According to the wiki page, it's "a conjecture for any system for giving names to participants in a network protocol".

"Nicknames users choose for themselves" is listed as one example point in the space.


From what I've seen Persona is mostly advertised as solving problem with credentials (passwords, OpenIDs, etc.), not nicknames.

Actually, I don't think there's anything wrong with nicknames and their lack of global uniqueness. Moreover, I believe it's a good thing.


Persona solves the problem of uniquely naming you to the site, on the assumption that you already have a unique email. There's more pieces here with their own issues, but I think Zooko's triangle is still relevant.
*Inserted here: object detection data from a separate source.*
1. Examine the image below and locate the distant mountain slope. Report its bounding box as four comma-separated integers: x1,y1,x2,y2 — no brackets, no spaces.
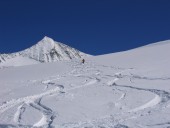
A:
0,37,89,66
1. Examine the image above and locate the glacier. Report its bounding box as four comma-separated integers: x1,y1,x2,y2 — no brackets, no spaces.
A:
0,39,170,128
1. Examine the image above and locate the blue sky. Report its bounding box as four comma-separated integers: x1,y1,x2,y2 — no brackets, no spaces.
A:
0,0,170,55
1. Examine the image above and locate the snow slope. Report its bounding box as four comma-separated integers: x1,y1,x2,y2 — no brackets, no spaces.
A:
0,37,89,66
0,41,170,128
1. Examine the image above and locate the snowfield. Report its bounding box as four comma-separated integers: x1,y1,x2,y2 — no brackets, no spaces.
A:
0,41,170,128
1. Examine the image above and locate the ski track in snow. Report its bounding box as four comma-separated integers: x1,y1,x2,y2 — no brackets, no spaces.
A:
0,60,170,128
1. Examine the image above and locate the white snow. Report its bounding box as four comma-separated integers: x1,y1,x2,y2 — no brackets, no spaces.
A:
0,36,90,67
0,37,170,128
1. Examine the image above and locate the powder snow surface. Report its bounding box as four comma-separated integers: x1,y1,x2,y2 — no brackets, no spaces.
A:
0,41,170,128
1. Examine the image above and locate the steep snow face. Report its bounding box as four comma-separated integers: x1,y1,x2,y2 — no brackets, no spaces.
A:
0,39,170,128
0,37,89,63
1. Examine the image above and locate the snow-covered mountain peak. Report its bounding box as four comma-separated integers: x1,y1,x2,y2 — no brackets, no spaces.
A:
0,36,89,65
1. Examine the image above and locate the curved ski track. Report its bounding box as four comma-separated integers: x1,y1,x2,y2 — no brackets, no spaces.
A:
0,62,170,128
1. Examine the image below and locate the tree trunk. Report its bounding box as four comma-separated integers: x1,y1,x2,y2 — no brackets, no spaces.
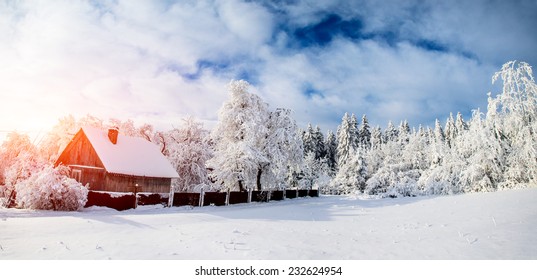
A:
256,168,263,191
239,180,246,192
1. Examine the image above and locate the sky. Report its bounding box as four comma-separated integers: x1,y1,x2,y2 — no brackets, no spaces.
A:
0,0,537,139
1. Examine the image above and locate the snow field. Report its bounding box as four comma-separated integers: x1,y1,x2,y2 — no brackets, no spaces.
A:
0,188,537,260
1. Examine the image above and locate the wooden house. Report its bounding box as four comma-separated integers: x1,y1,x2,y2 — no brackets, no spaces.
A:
55,127,179,193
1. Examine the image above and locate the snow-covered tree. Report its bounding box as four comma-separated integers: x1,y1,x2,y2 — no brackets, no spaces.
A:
337,113,358,168
444,113,457,147
156,117,211,192
313,125,326,159
332,148,367,194
263,108,304,189
324,130,337,176
455,112,468,134
302,124,317,158
371,126,384,149
207,80,270,190
15,165,88,211
0,131,37,185
358,115,371,149
383,121,398,143
487,61,537,187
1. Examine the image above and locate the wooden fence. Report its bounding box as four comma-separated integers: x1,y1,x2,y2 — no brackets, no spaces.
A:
85,190,319,211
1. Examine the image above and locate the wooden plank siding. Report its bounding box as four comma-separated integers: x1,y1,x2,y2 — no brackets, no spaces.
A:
55,130,171,193
56,130,104,171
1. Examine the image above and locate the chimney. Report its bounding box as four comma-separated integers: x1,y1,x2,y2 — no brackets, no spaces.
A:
108,127,119,145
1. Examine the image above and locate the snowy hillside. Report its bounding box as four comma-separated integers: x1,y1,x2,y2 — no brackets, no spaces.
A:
0,188,537,260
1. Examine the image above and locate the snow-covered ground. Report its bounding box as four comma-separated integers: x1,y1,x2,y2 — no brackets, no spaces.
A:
0,188,537,260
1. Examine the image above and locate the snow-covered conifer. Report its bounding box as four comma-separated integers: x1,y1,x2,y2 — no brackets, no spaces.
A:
444,113,457,147
207,80,270,190
325,130,337,176
337,113,357,168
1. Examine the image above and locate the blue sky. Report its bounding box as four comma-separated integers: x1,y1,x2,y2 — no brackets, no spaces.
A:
0,0,537,138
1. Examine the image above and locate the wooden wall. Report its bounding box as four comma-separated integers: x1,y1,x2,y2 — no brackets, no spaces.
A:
55,130,104,168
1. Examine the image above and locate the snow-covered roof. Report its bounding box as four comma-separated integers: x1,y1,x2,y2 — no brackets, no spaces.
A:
82,127,179,178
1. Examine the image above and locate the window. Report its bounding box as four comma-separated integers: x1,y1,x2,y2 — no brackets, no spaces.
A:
71,169,82,182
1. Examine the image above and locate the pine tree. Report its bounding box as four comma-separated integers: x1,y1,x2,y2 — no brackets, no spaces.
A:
384,121,398,143
302,124,317,158
207,80,270,191
358,115,371,149
444,113,457,147
337,113,356,169
313,126,326,159
325,130,337,176
434,119,446,143
455,112,468,134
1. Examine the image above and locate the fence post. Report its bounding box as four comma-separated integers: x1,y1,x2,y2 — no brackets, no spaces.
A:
199,187,205,207
168,186,175,207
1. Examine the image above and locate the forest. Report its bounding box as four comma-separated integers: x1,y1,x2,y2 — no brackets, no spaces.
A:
0,61,537,210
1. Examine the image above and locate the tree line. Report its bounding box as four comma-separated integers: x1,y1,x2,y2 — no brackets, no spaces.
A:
0,61,537,210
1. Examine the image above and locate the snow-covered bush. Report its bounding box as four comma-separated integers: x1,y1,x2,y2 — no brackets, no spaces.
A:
15,166,88,211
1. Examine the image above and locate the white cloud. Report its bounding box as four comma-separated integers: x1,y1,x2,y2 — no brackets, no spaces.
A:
0,0,537,140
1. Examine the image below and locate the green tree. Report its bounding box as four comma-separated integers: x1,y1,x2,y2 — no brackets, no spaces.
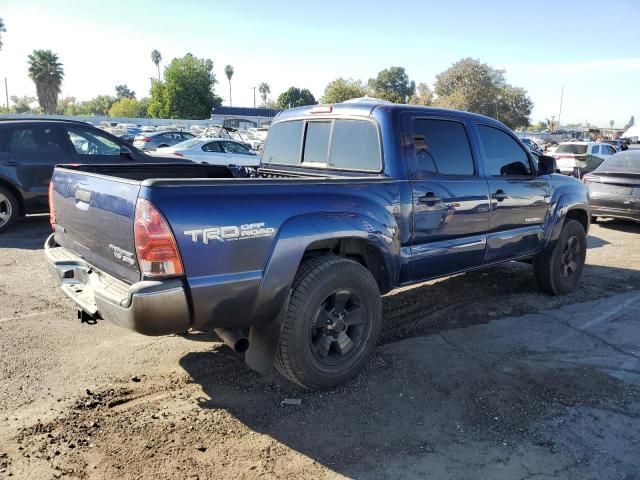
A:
0,18,7,50
28,50,64,114
109,97,140,118
151,50,162,80
224,65,233,107
148,53,222,119
320,77,367,103
369,67,416,103
434,58,533,128
7,95,36,113
116,84,136,99
278,87,318,110
258,82,271,108
64,95,116,117
409,83,433,106
56,97,76,114
624,115,636,130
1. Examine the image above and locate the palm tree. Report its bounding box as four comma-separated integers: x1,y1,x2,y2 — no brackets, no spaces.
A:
0,18,7,50
28,50,64,114
151,50,162,80
258,82,271,107
224,65,233,107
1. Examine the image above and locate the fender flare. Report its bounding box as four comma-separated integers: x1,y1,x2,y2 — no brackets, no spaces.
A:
245,212,400,374
543,191,591,250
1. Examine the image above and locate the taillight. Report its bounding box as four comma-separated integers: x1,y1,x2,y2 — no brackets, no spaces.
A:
49,181,56,230
133,198,184,277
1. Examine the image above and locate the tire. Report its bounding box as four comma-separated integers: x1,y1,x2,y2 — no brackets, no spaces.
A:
533,219,587,295
0,187,20,233
275,255,382,390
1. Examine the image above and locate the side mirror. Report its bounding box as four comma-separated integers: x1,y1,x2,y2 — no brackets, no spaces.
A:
538,155,558,175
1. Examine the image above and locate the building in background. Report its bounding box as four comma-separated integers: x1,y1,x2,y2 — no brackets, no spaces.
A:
211,107,280,130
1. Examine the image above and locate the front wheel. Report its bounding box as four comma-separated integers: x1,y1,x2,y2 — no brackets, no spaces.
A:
276,255,382,390
533,220,587,295
0,187,20,232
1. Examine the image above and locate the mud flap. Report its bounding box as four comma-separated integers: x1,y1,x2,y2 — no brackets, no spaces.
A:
244,291,291,375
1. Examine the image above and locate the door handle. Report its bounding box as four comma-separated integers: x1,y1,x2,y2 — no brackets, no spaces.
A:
418,192,442,206
491,190,509,202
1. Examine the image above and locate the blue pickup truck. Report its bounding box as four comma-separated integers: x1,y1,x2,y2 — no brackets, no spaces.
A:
45,102,590,389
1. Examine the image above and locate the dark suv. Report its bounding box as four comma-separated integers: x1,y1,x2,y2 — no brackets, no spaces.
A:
0,119,186,232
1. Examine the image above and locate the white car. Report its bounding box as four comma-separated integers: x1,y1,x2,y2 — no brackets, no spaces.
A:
553,142,616,175
148,138,260,167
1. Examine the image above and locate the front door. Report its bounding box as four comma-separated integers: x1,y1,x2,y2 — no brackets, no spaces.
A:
476,125,551,263
403,113,489,281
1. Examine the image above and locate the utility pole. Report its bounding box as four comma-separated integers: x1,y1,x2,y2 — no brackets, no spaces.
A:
558,86,564,128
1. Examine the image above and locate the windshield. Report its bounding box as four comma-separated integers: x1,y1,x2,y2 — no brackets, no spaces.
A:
596,151,640,173
172,138,202,150
556,144,587,155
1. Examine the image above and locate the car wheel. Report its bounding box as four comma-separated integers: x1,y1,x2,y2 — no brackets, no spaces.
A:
276,255,382,390
0,187,20,232
533,219,587,295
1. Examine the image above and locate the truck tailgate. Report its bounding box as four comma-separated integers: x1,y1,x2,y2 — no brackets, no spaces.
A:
51,168,140,283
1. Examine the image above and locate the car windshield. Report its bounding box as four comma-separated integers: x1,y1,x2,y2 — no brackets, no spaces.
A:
596,151,640,173
172,138,202,150
556,143,587,155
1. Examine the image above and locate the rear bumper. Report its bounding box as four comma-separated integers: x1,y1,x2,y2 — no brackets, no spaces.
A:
44,235,191,335
590,203,640,222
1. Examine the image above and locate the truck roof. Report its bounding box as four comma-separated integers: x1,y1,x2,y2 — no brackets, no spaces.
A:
274,98,504,127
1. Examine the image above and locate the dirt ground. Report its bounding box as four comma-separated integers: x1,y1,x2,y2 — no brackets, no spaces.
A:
0,217,640,479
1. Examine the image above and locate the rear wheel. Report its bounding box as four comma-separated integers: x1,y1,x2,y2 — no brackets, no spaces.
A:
533,220,587,295
276,255,382,390
0,187,20,232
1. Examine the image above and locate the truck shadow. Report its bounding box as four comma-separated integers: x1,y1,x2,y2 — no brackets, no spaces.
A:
0,215,51,250
180,263,640,478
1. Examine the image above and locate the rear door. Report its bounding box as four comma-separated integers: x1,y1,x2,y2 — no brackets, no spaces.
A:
0,123,72,213
476,124,551,263
403,113,489,281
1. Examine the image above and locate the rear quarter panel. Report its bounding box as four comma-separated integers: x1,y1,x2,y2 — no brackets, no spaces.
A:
146,177,401,330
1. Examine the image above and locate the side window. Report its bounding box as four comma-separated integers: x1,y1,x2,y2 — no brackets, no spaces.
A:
68,128,120,155
8,128,39,153
222,142,251,155
202,142,222,153
302,122,331,165
329,120,382,172
478,125,531,176
412,118,475,176
39,127,67,153
262,120,304,165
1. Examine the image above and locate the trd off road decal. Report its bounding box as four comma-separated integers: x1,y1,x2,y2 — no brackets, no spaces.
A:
184,222,276,245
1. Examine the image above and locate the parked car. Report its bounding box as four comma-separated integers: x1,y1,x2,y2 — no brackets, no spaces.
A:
151,138,260,167
553,142,616,177
133,130,195,152
0,119,191,232
603,139,629,152
45,102,589,389
583,150,640,222
521,138,544,155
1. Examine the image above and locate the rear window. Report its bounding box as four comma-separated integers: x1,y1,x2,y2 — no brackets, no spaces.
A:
262,120,304,165
262,119,382,172
597,152,640,173
556,144,587,155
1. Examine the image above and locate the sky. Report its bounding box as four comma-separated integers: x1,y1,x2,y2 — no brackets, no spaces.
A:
0,0,640,128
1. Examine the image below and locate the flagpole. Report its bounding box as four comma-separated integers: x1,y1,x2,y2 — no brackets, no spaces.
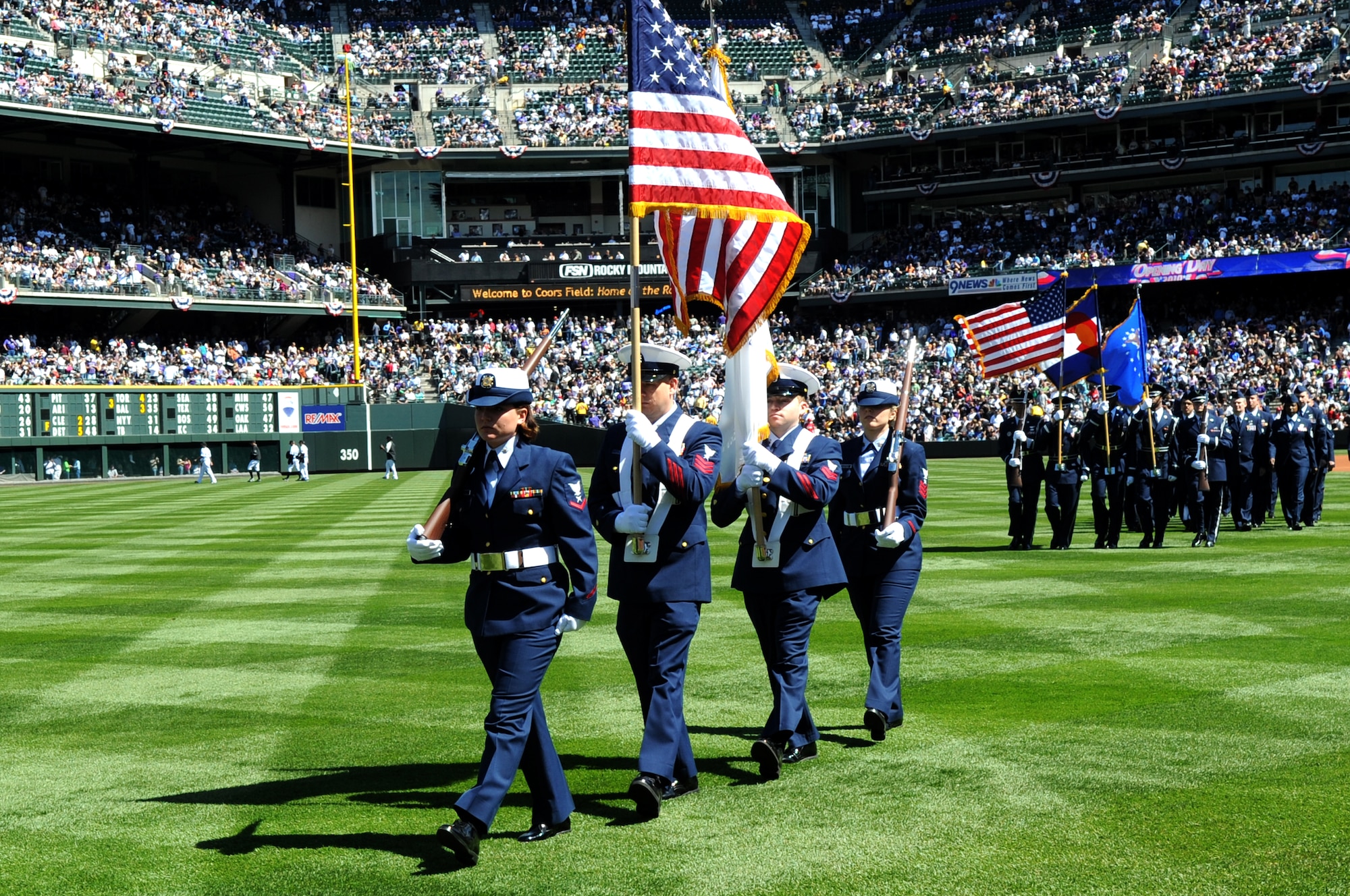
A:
628,215,647,555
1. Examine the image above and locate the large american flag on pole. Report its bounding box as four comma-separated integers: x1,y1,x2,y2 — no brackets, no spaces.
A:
628,0,811,355
956,275,1068,379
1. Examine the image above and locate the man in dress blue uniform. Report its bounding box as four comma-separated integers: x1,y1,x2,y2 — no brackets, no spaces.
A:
1299,383,1336,526
1080,386,1130,549
590,343,722,818
829,379,927,741
999,393,1045,551
1228,390,1270,532
1270,393,1318,532
1037,393,1087,551
713,364,846,779
1247,386,1280,529
408,367,598,865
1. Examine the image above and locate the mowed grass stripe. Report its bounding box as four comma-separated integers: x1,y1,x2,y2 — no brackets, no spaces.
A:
0,461,1350,895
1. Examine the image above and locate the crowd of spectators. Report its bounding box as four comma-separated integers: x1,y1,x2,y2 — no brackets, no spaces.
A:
0,298,1350,441
805,179,1350,294
0,186,394,304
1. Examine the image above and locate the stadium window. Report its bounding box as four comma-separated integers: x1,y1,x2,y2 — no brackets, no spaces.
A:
296,174,338,208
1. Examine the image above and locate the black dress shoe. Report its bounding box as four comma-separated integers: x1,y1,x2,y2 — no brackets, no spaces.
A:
436,819,479,866
628,773,666,818
751,737,783,781
662,775,698,800
516,815,572,843
863,707,891,741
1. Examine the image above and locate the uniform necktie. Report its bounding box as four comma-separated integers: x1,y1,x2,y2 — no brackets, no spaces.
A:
478,451,501,507
857,441,876,478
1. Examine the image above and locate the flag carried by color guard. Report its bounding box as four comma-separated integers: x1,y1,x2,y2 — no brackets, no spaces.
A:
628,0,811,482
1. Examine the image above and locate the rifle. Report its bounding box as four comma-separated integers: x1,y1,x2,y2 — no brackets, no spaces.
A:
423,308,571,541
1199,408,1210,491
882,337,919,529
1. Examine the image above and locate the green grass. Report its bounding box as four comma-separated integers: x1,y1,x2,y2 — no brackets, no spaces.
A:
0,461,1350,896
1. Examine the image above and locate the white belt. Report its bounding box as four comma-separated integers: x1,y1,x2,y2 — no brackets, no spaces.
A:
844,507,886,526
470,545,558,572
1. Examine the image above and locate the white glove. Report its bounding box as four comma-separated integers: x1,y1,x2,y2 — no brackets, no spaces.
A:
736,467,764,495
624,410,662,451
741,439,783,472
614,505,652,536
554,613,586,637
872,520,909,548
408,522,446,561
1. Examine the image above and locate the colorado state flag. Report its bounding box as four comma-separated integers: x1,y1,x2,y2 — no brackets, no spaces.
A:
1041,283,1102,386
"Actually, I don't think there's anything wrong with nicknames and their lack of global uniqueness. Moreover, I believe it's a good thing."

That depends entirely on the applications you're intending to put them to...


> the problem of uniquely naming you to the site

Ahem. Did we (consumers, not site owners) really have this problem, to begin with?


That's irrelevant to whether Zooko's triangle applies, which was all I was weighing in on.

That said, yes, consumers totally have this problem. We encounter it visibly every time a username we want is taken when we try to sign up for a site. The effectiveness with which Personal eliminates it entirely, ameliorates it, or merely pushes it off to other parts of the system depends on other details of the service in question.

It's also not the only problem Persona purports to solve, simply the relevant one.